In case you forgot, it's still winter in Minnesota.
Temperatures ranged from 26-below zero in northeastern Minnesota to the single digits below zero in the southern part of the state Saturday morning, the National Weather Service says.
And despite sunny skies, high temperatures aren't expected to climb higher than the low teens.
But there's some good news for those anxiously awaiting spring. Meteorologist Paul Huttner wrote on MPR News' Updraft blog that this is likely the coldest morning for the rest of winter.
Plowable snow by Sunday?
After the bitter cold morning, snow is expected to spread into the state Saturday night.
A low-pressure system is moving into the area late Saturday into Sunday, dumping 2-6 inches of snow in the region by Sunday afternoon, the National Weather Service says.
The heaviest snow is expected from southeastern Minnesota into northeastern Iowa and far southwestern Wisconsin, where a winter weather advisory is in effect from 9 p.m. Saturday to noon Sunday.

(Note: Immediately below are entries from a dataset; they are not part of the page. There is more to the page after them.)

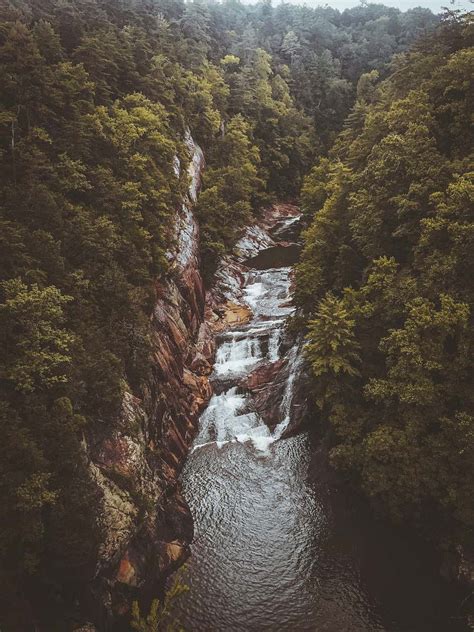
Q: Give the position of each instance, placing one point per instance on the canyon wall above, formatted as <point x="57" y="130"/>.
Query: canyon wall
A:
<point x="136" y="462"/>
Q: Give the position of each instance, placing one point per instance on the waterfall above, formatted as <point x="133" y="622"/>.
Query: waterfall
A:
<point x="229" y="416"/>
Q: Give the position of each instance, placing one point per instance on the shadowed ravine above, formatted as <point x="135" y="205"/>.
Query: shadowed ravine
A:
<point x="278" y="545"/>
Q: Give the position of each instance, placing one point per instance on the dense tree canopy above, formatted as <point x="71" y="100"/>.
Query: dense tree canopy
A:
<point x="95" y="99"/>
<point x="386" y="282"/>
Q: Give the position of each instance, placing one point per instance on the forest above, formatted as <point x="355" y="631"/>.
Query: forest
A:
<point x="361" y="116"/>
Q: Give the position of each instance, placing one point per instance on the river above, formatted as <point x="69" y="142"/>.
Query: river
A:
<point x="280" y="545"/>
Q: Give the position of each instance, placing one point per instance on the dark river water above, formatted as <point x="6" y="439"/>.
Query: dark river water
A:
<point x="279" y="545"/>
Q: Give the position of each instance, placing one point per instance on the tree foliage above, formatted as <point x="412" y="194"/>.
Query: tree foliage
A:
<point x="386" y="279"/>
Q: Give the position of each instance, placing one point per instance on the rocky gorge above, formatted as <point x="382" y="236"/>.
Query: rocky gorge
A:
<point x="136" y="463"/>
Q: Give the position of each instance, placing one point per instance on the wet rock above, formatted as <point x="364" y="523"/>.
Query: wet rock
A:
<point x="262" y="375"/>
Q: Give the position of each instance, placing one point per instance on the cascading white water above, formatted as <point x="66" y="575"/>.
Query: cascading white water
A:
<point x="229" y="416"/>
<point x="278" y="543"/>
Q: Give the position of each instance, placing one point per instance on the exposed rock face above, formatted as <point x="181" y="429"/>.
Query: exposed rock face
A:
<point x="226" y="308"/>
<point x="136" y="463"/>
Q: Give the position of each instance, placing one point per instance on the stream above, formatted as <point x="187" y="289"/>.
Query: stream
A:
<point x="279" y="544"/>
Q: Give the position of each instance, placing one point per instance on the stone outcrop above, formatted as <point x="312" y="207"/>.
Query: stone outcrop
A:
<point x="147" y="525"/>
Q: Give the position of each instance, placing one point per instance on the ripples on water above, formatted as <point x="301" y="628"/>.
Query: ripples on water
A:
<point x="278" y="547"/>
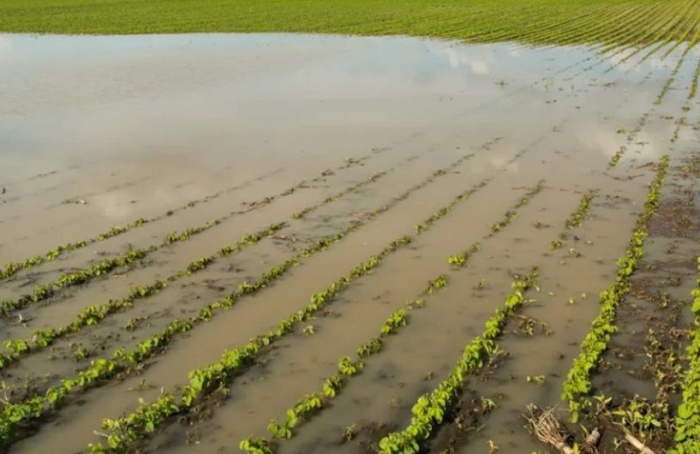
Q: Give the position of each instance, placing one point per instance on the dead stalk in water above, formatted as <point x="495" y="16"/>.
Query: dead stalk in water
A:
<point x="547" y="429"/>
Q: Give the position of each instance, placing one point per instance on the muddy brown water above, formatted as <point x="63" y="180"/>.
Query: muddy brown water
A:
<point x="100" y="131"/>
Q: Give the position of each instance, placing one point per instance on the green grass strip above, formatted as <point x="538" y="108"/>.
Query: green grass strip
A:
<point x="578" y="386"/>
<point x="687" y="424"/>
<point x="430" y="409"/>
<point x="15" y="415"/>
<point x="473" y="20"/>
<point x="124" y="431"/>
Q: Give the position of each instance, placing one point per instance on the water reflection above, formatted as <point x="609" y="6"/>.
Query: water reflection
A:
<point x="82" y="97"/>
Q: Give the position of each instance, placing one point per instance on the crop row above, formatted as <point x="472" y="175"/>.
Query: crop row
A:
<point x="42" y="292"/>
<point x="92" y="315"/>
<point x="207" y="380"/>
<point x="124" y="431"/>
<point x="577" y="385"/>
<point x="660" y="30"/>
<point x="12" y="268"/>
<point x="124" y="363"/>
<point x="16" y="349"/>
<point x="430" y="409"/>
<point x="310" y="405"/>
<point x="688" y="418"/>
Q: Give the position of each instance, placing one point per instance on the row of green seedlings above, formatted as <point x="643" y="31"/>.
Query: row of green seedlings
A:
<point x="615" y="35"/>
<point x="591" y="27"/>
<point x="687" y="424"/>
<point x="660" y="14"/>
<point x="664" y="29"/>
<point x="430" y="409"/>
<point x="215" y="375"/>
<point x="628" y="30"/>
<point x="511" y="214"/>
<point x="92" y="315"/>
<point x="44" y="291"/>
<point x="577" y="386"/>
<point x="599" y="30"/>
<point x="13" y="268"/>
<point x="16" y="349"/>
<point x="130" y="258"/>
<point x="689" y="25"/>
<point x="125" y="431"/>
<point x="21" y="413"/>
<point x="591" y="24"/>
<point x="671" y="79"/>
<point x="580" y="213"/>
<point x="311" y="404"/>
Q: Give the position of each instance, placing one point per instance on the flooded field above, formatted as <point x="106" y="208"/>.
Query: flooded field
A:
<point x="313" y="244"/>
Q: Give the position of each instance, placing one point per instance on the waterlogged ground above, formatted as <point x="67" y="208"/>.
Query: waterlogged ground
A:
<point x="296" y="139"/>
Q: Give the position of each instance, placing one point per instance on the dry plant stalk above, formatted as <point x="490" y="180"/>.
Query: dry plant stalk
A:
<point x="547" y="429"/>
<point x="590" y="444"/>
<point x="641" y="447"/>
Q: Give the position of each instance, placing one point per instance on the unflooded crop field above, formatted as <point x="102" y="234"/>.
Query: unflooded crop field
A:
<point x="290" y="243"/>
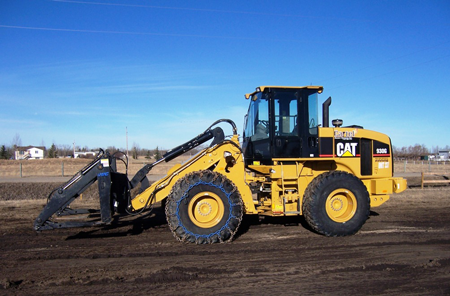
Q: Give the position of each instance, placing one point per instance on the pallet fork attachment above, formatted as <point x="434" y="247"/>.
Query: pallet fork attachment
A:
<point x="113" y="187"/>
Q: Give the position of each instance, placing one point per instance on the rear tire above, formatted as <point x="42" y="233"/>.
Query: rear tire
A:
<point x="204" y="207"/>
<point x="336" y="204"/>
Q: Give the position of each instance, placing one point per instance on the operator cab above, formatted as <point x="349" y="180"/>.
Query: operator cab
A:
<point x="282" y="122"/>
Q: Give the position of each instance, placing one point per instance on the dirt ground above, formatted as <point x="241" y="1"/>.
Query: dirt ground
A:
<point x="404" y="248"/>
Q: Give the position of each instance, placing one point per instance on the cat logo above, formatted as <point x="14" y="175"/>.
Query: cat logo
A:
<point x="346" y="149"/>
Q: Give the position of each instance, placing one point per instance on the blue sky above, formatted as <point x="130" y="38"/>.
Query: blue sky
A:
<point x="85" y="71"/>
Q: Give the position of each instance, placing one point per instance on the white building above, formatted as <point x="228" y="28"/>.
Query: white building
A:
<point x="29" y="152"/>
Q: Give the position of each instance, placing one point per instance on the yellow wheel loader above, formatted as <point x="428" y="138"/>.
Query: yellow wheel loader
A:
<point x="287" y="165"/>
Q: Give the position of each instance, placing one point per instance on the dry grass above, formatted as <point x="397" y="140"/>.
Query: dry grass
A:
<point x="69" y="167"/>
<point x="421" y="166"/>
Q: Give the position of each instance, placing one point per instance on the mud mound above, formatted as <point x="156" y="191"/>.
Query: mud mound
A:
<point x="21" y="191"/>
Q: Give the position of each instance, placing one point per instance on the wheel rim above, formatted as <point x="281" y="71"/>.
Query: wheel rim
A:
<point x="206" y="209"/>
<point x="341" y="205"/>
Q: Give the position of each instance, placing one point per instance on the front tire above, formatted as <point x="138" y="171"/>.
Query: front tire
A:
<point x="336" y="204"/>
<point x="204" y="207"/>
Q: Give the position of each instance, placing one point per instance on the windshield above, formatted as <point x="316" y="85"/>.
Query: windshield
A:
<point x="313" y="113"/>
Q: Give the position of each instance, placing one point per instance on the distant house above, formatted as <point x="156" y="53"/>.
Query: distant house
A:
<point x="29" y="152"/>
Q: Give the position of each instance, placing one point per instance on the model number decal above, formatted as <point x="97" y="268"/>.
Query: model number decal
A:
<point x="346" y="149"/>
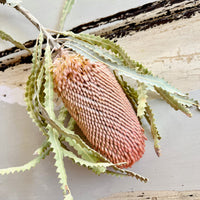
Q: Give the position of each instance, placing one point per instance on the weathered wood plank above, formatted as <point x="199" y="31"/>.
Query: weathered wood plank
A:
<point x="155" y="195"/>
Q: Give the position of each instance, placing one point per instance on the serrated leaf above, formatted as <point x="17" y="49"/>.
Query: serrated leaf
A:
<point x="53" y="134"/>
<point x="110" y="46"/>
<point x="32" y="107"/>
<point x="142" y="100"/>
<point x="154" y="131"/>
<point x="25" y="167"/>
<point x="172" y="101"/>
<point x="68" y="197"/>
<point x="48" y="104"/>
<point x="100" y="166"/>
<point x="66" y="10"/>
<point x="148" y="79"/>
<point x="5" y="36"/>
<point x="186" y="100"/>
<point x="3" y="1"/>
<point x="62" y="114"/>
<point x="123" y="172"/>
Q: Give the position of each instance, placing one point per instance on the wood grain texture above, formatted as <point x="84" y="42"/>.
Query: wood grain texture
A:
<point x="156" y="195"/>
<point x="170" y="50"/>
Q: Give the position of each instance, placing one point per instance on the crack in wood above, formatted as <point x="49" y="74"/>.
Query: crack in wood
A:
<point x="163" y="14"/>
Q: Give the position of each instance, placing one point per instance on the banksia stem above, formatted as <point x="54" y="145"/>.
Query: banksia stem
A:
<point x="98" y="104"/>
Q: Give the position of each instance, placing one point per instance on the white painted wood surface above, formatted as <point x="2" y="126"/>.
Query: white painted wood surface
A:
<point x="169" y="50"/>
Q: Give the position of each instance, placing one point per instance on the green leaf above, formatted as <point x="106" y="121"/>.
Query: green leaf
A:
<point x="186" y="100"/>
<point x="5" y="36"/>
<point x="154" y="131"/>
<point x="123" y="172"/>
<point x="3" y="1"/>
<point x="62" y="114"/>
<point x="172" y="101"/>
<point x="68" y="197"/>
<point x="149" y="80"/>
<point x="100" y="166"/>
<point x="142" y="100"/>
<point x="27" y="166"/>
<point x="66" y="10"/>
<point x="110" y="46"/>
<point x="52" y="133"/>
<point x="49" y="104"/>
<point x="32" y="107"/>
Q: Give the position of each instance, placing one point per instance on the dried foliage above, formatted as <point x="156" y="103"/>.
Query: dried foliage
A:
<point x="61" y="139"/>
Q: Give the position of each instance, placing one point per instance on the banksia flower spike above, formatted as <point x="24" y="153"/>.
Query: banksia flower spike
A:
<point x="98" y="104"/>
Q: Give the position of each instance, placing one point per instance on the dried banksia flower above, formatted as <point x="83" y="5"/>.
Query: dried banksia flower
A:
<point x="98" y="104"/>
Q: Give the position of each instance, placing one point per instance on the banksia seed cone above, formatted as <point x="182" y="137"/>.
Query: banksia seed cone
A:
<point x="98" y="104"/>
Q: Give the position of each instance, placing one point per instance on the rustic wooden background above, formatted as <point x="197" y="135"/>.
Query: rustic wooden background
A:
<point x="164" y="36"/>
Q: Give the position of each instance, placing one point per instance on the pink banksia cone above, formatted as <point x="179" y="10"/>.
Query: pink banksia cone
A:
<point x="99" y="106"/>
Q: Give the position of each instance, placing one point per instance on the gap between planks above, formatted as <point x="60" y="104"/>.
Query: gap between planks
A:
<point x="156" y="195"/>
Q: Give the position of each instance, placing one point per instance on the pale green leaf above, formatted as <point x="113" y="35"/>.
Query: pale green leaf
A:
<point x="172" y="101"/>
<point x="148" y="79"/>
<point x="49" y="104"/>
<point x="32" y="107"/>
<point x="25" y="167"/>
<point x="142" y="100"/>
<point x="53" y="134"/>
<point x="66" y="10"/>
<point x="59" y="163"/>
<point x="99" y="167"/>
<point x="110" y="46"/>
<point x="154" y="131"/>
<point x="68" y="197"/>
<point x="5" y="36"/>
<point x="71" y="124"/>
<point x="186" y="100"/>
<point x="123" y="172"/>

The heaviest snowfall rates are expected between midnight at 6 a.m. Sunday, with the weather service noting 30 mph wind gusts could lead to areas of blowing and driving snow in the advisory area.
But with the snow comes warmer temperatures. Highs Sunday will range in the teens to mid-20s, with temperatures for Presidents' Day expected to be in the mid-20s to mid-30s, the weather service says.
The warming trend continues through next week, with highs in the lower 40s possible by Friday.
Meteorologist Paul Douglas called the warm weather next week a "rapid thaw" on the Star Tribune's weather blog, saying if there wasn't snow on the ground the Twin Cities could see temperatures in the 50s.
Douglas says we'll get a taste of spring, that may even include some rain showers.